L’obiettivo di tali certificazioni è quindi duplice: da un lato, fornire un riconoscimento esterno del rispetto dei parametri ambientali, e dall’altro, incentivare le aziende a migliorare continuamente le proprie performance in termini di sostenibilità. Gli analisti di Deloitte Consulting su questo punto evidenziano in particolare come “la conformità a questi standard non solo rafforza la reputazione aziendale, ma diventa anche un elemento chiave per attrarre investimenti e partnership strategiche, soprattutto in settori in cui l’impatto ambientale è strettamente monitorato”.

Le best practice per lo sviluppo a basso impatto

Per realizzare applicazioni green, è necessario ripensare l’intero processo di sviluppo, integrando nelle fasi di progettazione principi che promuovano l’efficienza energetica. Tra le best practice emergenti è importante partire da un’adeguata progettazione, dal design. Serve progettare l’architettura del software con l’obiettivo di ridurre il carico computazionale, attraverso pattern di sviluppo che minimizzino le operazioni superflue e ottimizzino l’uso delle risorse.
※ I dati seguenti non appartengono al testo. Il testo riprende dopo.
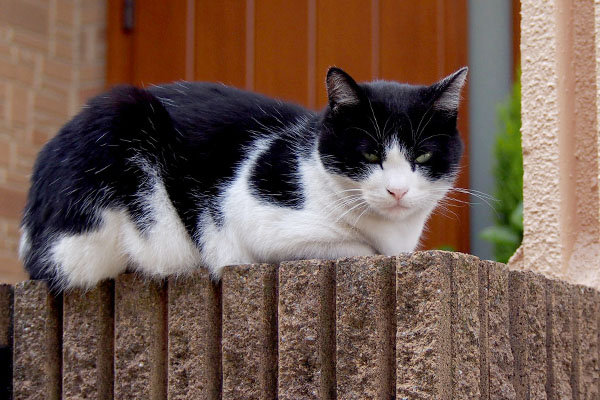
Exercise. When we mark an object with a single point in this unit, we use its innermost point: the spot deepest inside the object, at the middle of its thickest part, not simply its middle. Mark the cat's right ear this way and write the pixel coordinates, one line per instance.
(342, 90)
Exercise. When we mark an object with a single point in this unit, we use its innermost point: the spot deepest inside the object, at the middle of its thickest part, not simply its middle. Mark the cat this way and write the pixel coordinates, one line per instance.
(171, 178)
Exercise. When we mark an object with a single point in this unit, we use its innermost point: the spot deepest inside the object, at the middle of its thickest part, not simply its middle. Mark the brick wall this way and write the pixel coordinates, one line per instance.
(429, 325)
(52, 58)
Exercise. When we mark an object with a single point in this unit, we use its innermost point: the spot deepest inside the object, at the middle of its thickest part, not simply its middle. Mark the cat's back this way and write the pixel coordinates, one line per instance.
(201, 109)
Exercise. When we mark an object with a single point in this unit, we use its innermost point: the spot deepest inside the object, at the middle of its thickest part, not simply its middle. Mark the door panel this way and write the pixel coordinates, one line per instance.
(220, 42)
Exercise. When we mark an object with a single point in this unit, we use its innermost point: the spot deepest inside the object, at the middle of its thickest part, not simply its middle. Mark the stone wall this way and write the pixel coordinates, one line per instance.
(429, 325)
(52, 58)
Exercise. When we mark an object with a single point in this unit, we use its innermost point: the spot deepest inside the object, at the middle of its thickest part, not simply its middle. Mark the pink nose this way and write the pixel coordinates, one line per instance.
(397, 193)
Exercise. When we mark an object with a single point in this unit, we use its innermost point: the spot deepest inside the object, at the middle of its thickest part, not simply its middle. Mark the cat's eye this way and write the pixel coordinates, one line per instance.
(371, 157)
(423, 158)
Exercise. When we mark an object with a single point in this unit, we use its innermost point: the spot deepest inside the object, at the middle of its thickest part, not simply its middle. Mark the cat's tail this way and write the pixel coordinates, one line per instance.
(95, 162)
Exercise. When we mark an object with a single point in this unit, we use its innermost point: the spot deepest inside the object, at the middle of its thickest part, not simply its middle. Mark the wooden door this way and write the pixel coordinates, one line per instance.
(283, 48)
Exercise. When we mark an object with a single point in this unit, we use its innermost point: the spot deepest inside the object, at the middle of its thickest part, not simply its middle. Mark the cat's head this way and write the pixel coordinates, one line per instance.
(394, 147)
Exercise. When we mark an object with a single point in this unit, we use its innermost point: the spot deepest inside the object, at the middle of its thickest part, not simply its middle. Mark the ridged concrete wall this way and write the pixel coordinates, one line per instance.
(430, 325)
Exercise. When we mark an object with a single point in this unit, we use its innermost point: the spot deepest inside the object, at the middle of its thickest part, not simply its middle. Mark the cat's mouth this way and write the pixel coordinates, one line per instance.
(397, 207)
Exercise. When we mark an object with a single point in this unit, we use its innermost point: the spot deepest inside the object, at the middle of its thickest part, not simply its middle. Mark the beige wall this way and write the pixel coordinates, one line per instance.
(52, 58)
(560, 138)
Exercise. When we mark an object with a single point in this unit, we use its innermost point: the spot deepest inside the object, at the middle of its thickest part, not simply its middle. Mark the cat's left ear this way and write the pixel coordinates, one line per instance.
(448, 91)
(342, 90)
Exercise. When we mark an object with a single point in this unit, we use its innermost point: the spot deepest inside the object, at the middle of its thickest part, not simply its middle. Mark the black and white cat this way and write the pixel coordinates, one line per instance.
(167, 179)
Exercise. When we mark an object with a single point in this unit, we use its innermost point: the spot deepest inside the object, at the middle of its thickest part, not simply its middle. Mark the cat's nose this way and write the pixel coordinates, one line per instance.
(398, 193)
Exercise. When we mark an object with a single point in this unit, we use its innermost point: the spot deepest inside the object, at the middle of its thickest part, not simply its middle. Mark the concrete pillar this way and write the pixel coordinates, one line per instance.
(88, 322)
(560, 139)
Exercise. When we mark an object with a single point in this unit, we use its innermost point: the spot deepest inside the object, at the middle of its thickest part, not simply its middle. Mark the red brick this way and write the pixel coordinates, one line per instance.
(11, 202)
(25, 15)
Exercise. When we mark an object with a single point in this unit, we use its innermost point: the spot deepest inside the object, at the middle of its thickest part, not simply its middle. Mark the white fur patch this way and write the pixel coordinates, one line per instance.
(164, 248)
(24, 244)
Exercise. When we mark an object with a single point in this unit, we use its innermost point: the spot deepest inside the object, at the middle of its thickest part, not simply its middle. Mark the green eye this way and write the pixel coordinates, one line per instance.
(423, 158)
(371, 157)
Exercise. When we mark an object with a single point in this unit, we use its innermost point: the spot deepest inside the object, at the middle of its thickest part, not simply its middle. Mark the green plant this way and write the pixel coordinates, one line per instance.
(507, 232)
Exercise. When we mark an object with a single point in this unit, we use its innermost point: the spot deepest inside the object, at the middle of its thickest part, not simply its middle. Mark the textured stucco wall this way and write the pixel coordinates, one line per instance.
(560, 139)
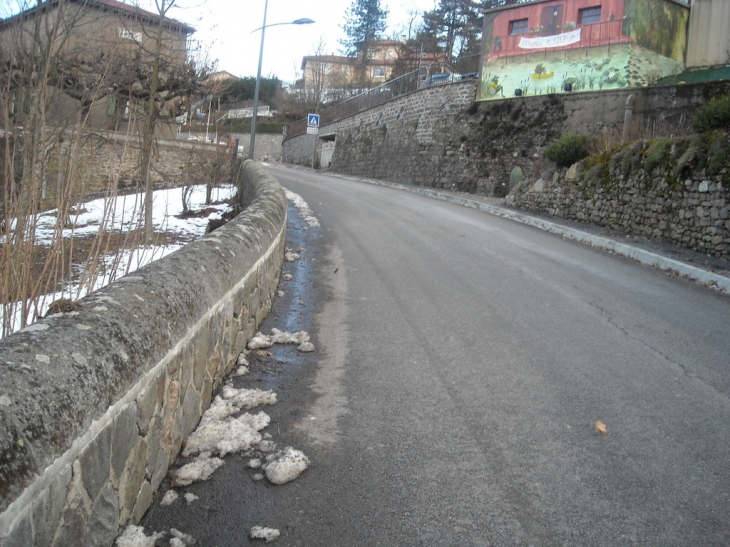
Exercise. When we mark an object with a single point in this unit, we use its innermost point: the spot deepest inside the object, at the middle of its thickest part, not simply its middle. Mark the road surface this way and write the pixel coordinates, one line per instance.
(462, 363)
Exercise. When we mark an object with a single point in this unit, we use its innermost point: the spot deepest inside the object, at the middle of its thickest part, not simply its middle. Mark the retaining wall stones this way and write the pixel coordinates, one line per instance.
(438, 137)
(675, 190)
(94, 404)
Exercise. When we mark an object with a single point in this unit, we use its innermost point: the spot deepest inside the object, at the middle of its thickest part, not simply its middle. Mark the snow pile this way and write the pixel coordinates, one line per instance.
(220, 433)
(169, 497)
(182, 538)
(134, 536)
(122, 214)
(285, 466)
(261, 532)
(199, 469)
(304, 210)
(242, 364)
(247, 398)
(300, 339)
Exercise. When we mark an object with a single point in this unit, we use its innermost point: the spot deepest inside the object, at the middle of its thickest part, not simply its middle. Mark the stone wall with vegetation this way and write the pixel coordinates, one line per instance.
(95, 403)
(677, 190)
(438, 137)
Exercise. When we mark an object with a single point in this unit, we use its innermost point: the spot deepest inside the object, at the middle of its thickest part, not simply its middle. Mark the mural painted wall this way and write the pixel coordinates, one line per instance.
(590, 45)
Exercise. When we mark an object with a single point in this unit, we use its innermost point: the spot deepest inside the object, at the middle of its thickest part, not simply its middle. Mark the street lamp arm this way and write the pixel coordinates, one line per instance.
(303, 21)
(262, 28)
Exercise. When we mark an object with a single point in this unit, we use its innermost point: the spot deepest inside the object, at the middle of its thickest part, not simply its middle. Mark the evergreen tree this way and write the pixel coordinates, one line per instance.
(365, 23)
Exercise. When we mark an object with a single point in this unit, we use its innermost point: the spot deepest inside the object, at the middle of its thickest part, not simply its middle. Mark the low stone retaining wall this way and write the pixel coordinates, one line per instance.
(675, 190)
(94, 404)
(439, 137)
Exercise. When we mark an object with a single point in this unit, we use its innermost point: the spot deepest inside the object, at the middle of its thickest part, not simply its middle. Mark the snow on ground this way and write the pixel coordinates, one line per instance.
(222, 433)
(300, 339)
(304, 209)
(261, 532)
(285, 465)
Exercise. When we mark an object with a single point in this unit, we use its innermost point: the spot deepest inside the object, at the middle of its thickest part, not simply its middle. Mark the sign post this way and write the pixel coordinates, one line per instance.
(313, 129)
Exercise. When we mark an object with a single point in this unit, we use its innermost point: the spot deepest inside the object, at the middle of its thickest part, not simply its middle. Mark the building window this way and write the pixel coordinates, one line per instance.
(518, 26)
(589, 15)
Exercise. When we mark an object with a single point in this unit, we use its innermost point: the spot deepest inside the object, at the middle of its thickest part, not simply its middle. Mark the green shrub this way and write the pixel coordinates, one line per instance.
(713, 115)
(568, 150)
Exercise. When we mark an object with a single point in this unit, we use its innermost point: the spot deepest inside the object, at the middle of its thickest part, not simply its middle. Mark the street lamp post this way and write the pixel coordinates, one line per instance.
(263, 28)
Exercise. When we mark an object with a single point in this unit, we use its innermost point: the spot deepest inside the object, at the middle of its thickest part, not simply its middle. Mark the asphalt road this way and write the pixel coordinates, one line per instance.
(462, 363)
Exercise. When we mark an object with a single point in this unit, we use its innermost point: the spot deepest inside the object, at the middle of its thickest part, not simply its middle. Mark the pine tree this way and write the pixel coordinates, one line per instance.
(365, 23)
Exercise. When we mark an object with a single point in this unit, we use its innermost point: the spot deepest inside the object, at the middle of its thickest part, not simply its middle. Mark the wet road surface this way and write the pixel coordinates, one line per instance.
(462, 362)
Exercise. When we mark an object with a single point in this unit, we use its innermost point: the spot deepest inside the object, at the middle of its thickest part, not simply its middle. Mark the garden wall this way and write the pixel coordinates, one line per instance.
(95, 403)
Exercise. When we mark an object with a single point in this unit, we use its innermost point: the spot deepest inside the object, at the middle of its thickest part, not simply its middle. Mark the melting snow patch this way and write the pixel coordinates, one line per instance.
(224, 435)
(261, 532)
(134, 536)
(285, 466)
(247, 398)
(303, 206)
(300, 338)
(260, 341)
(169, 497)
(306, 347)
(184, 539)
(199, 470)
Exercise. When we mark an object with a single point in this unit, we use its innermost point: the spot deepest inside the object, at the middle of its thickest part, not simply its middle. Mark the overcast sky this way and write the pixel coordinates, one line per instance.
(226, 26)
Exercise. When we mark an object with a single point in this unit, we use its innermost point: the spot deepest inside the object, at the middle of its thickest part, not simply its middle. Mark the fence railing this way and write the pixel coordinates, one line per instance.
(425, 76)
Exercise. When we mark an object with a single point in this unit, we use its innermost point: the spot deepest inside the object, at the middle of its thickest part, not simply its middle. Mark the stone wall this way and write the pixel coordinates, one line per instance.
(438, 137)
(94, 404)
(115, 158)
(676, 190)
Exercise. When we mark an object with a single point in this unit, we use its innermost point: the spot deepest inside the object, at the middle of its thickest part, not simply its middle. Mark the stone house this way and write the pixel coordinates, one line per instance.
(383, 60)
(102, 52)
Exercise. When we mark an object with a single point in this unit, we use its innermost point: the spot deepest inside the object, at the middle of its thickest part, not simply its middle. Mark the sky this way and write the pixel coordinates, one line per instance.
(225, 28)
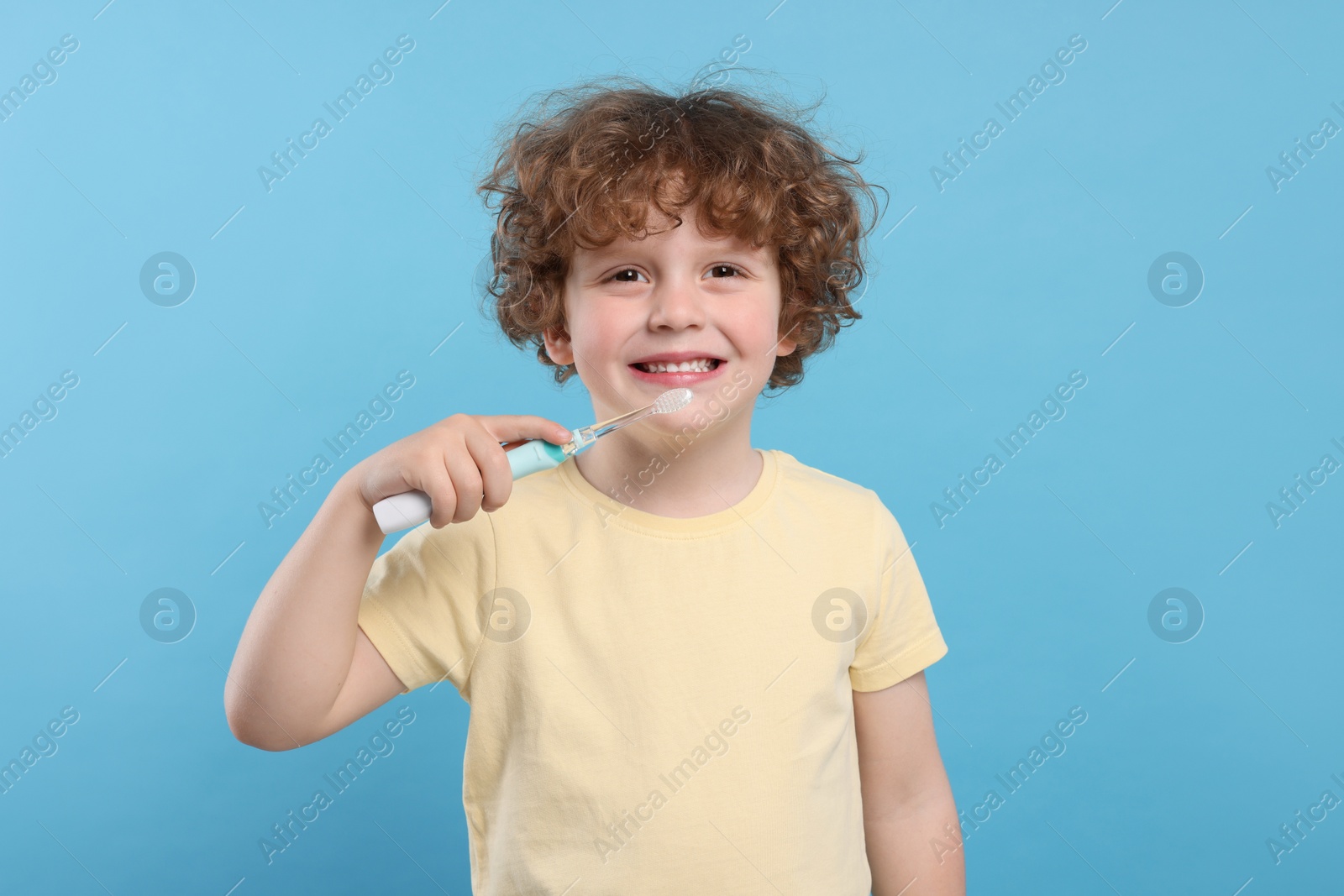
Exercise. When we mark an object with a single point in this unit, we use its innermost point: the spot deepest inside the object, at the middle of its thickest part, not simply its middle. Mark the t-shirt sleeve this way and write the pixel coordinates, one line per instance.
(420, 600)
(902, 634)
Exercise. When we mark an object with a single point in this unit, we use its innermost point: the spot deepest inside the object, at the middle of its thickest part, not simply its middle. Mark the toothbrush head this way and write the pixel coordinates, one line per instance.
(672, 401)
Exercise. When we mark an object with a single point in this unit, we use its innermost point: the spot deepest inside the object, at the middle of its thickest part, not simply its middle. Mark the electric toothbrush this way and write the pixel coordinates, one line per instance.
(526, 457)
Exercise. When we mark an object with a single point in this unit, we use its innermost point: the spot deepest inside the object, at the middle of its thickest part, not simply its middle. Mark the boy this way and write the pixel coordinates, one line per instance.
(692, 665)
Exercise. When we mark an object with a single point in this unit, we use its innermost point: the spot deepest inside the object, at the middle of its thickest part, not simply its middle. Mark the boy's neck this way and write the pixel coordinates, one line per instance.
(711, 473)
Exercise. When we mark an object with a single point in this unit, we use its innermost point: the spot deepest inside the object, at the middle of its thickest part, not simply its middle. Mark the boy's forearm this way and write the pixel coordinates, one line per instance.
(299, 641)
(920, 846)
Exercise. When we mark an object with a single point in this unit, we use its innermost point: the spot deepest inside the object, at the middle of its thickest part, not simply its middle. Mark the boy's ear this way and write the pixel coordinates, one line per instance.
(558, 345)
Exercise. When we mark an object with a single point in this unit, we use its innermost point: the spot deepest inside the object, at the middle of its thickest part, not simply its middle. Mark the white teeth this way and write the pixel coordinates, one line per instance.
(699, 365)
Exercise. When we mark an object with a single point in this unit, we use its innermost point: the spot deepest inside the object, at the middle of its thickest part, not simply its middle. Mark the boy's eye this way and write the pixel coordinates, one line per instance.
(620, 275)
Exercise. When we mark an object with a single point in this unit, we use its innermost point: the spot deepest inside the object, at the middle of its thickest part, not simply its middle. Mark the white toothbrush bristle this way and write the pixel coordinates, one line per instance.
(672, 401)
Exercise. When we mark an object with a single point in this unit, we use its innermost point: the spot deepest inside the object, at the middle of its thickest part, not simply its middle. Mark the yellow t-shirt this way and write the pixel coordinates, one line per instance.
(660, 705)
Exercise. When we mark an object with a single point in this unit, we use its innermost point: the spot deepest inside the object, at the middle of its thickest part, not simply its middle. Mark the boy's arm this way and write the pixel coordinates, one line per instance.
(302, 668)
(909, 815)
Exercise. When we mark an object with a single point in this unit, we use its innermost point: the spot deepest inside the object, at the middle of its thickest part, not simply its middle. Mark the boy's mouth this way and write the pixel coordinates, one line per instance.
(678, 374)
(698, 365)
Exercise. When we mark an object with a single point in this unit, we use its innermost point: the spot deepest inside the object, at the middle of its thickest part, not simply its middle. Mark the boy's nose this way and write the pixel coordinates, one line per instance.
(675, 304)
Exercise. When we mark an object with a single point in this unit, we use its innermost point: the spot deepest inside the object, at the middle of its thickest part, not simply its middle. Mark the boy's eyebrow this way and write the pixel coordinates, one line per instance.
(730, 244)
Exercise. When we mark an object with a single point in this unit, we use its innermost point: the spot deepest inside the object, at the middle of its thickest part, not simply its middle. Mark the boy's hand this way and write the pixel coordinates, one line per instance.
(459, 463)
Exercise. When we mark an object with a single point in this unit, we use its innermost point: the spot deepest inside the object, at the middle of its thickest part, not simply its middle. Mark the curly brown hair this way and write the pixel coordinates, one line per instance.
(600, 154)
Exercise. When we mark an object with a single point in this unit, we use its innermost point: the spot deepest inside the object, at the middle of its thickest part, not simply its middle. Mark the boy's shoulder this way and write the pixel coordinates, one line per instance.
(837, 493)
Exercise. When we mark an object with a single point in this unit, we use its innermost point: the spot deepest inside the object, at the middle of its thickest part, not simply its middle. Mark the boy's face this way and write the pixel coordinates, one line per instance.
(672, 291)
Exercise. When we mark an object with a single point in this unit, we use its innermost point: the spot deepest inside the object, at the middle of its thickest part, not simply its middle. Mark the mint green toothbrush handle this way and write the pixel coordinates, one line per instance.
(534, 456)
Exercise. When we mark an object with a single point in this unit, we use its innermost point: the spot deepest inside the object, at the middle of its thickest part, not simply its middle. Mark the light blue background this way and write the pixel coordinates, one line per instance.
(1030, 265)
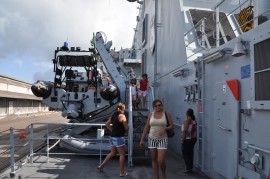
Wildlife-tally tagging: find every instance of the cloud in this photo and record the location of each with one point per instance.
(33, 29)
(18, 62)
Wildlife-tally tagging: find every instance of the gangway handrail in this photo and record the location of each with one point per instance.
(130, 129)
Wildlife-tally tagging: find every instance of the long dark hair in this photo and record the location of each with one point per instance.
(191, 114)
(156, 101)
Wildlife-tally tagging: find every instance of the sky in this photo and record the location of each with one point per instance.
(30, 31)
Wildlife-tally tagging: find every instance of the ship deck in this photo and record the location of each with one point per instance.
(85, 166)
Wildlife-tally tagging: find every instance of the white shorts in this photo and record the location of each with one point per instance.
(158, 143)
(142, 93)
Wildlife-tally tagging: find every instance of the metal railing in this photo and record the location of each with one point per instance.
(48, 139)
(130, 129)
(219, 28)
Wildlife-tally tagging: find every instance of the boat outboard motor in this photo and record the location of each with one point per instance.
(109, 93)
(42, 89)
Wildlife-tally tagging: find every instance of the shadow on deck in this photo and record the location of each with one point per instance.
(80, 167)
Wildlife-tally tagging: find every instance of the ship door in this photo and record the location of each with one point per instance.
(225, 128)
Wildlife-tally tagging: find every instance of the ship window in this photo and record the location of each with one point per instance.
(262, 70)
(144, 30)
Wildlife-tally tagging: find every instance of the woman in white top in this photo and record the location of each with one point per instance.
(157, 138)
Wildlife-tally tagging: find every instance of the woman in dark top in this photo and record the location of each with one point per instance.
(188, 139)
(117, 141)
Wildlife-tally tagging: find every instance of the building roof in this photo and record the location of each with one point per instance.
(7, 94)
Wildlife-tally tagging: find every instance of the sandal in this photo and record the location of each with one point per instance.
(99, 169)
(123, 175)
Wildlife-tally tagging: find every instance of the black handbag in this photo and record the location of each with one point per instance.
(170, 133)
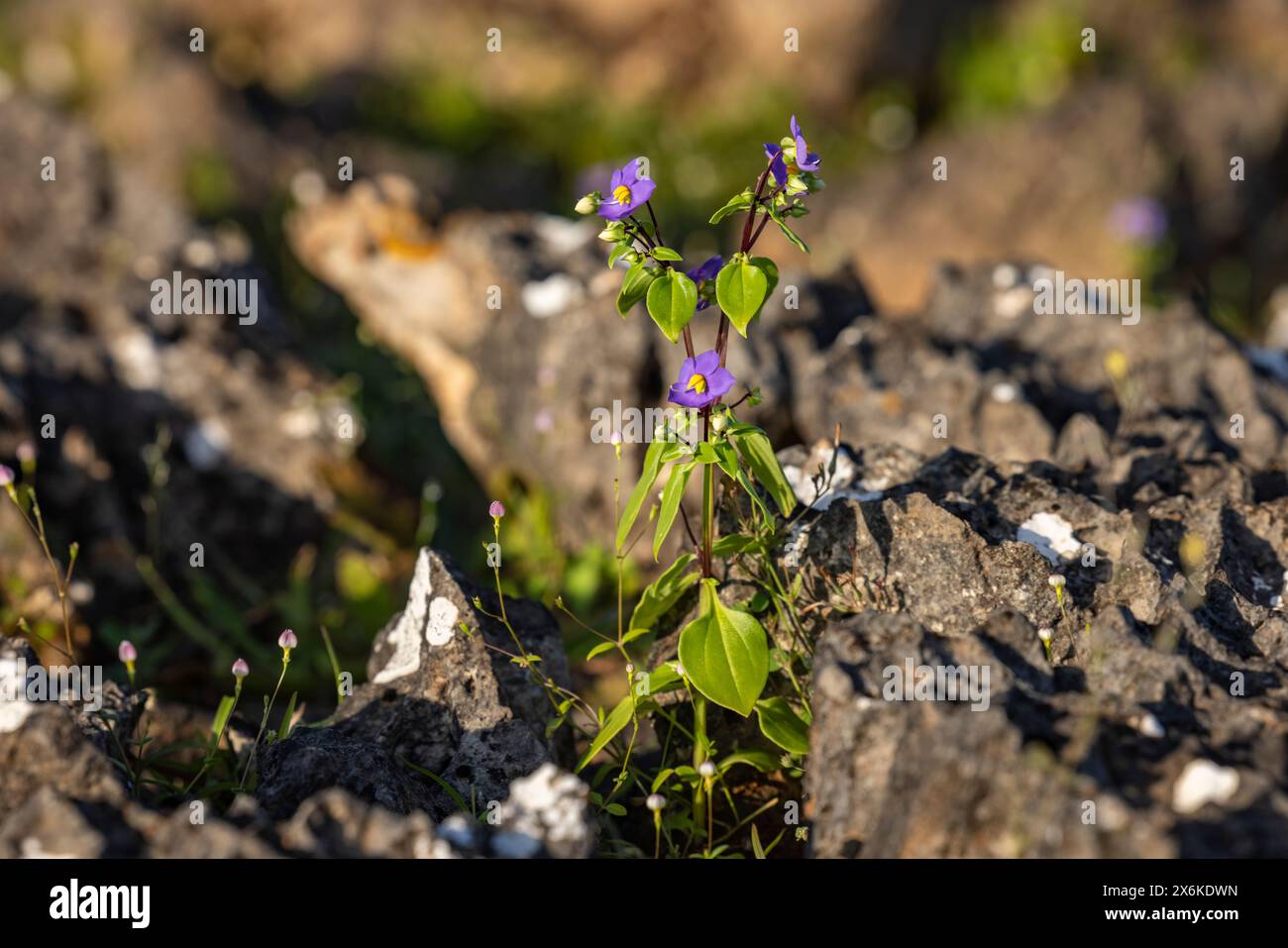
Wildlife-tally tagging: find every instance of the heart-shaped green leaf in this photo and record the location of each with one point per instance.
(741, 287)
(634, 286)
(782, 725)
(725, 653)
(673, 299)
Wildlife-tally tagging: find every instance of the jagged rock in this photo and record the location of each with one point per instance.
(245, 428)
(443, 698)
(548, 806)
(1168, 649)
(336, 824)
(314, 759)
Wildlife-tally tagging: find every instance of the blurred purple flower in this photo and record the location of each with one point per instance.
(626, 192)
(805, 158)
(702, 381)
(1141, 219)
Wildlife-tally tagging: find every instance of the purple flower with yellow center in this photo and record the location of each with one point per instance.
(778, 167)
(699, 274)
(805, 158)
(626, 192)
(702, 381)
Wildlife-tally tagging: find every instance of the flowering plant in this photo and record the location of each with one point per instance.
(724, 655)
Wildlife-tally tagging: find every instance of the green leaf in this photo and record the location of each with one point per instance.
(741, 287)
(600, 648)
(658, 454)
(725, 653)
(664, 592)
(782, 725)
(284, 730)
(618, 252)
(730, 544)
(738, 202)
(447, 788)
(771, 269)
(673, 299)
(671, 496)
(618, 719)
(787, 232)
(759, 454)
(635, 286)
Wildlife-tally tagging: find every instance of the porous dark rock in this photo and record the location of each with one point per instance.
(1155, 724)
(445, 694)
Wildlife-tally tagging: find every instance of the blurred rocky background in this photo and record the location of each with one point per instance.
(378, 403)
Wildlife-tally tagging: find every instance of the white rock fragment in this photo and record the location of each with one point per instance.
(206, 443)
(549, 807)
(13, 693)
(550, 296)
(404, 636)
(442, 621)
(1051, 535)
(1203, 782)
(1150, 727)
La piramide del Green Software
La piramide del Green Software (fonte: Green Software Foundation)

Il secondo passaggio riguarda l’ottimizzazione del codice, che si traduce nell’ottimizzo di algoritmi efficienti e strutture dati appropriate per ridurre il numero di cicli Cpu necessari. Un codice più snello e performante implica meno risorse computazionali e, di conseguenza, un minor consumo energetico. Serve quindi integrare tool di monitoraggio implementando strumenti che forniscano in tempo reale il quadro completo del consumo energetico, così da consentire interventi tempestivi per migliorare le prestazioni ambientali dell’applicazione.

Dal punto di vista architetturale, si rivelano di particolare aiuto, nell’idea di green software engineering, lo sviluppo containerizzato e i microservizi perché permettono di isolare i processi, ottimizzando la distribuzione del carico di lavoro e riducendo gli sprechi di risorse. Ultimo ma non ultimo è importante eliminare funzionalità non essenziali e mantenere l’applicazione il più possibile snella, focalizzandosi su ciò che è veramente necessario per il funzionamento e l’efficienza (il cosiddetto software bloat).

Sono tutte pratiche che, se integrate sin dalla fase di progettazione, non solo migliorano l’impatto ambientale del software, ma offrono anche benefici in termini di performance e riduzione dei costi operativi. Per questo è importante scegliere strumenti di sviluppo adeguati. Con una nota: nei casi in cui questi siano già predefiniti dalle scelte aziendali sarà sempre possibile ottimizzare economie green nel software. Per esempio Jnode, è un sistema di runtime open-source interamente scritto in Java, per questi obiettivi oramai da considerare quasi “tradizionale”. Ma Jnode rappresenta anche un ambiente minimalista che elimina l’overhead di sistemi operativi più complessi. Grazie alla sua architettura leggera, permette di eseguire applicazioni in modo più efficiente dal punto di vista energetico, offrendo una piattaforma ideale per sviluppatori che desiderano implementare soluzioni green. La sua natura modulare e il supporto per Java facilitano la scrittura di codice ottimizzato, riducendo il carico computazionale e, di conseguenza, il consumo energetico.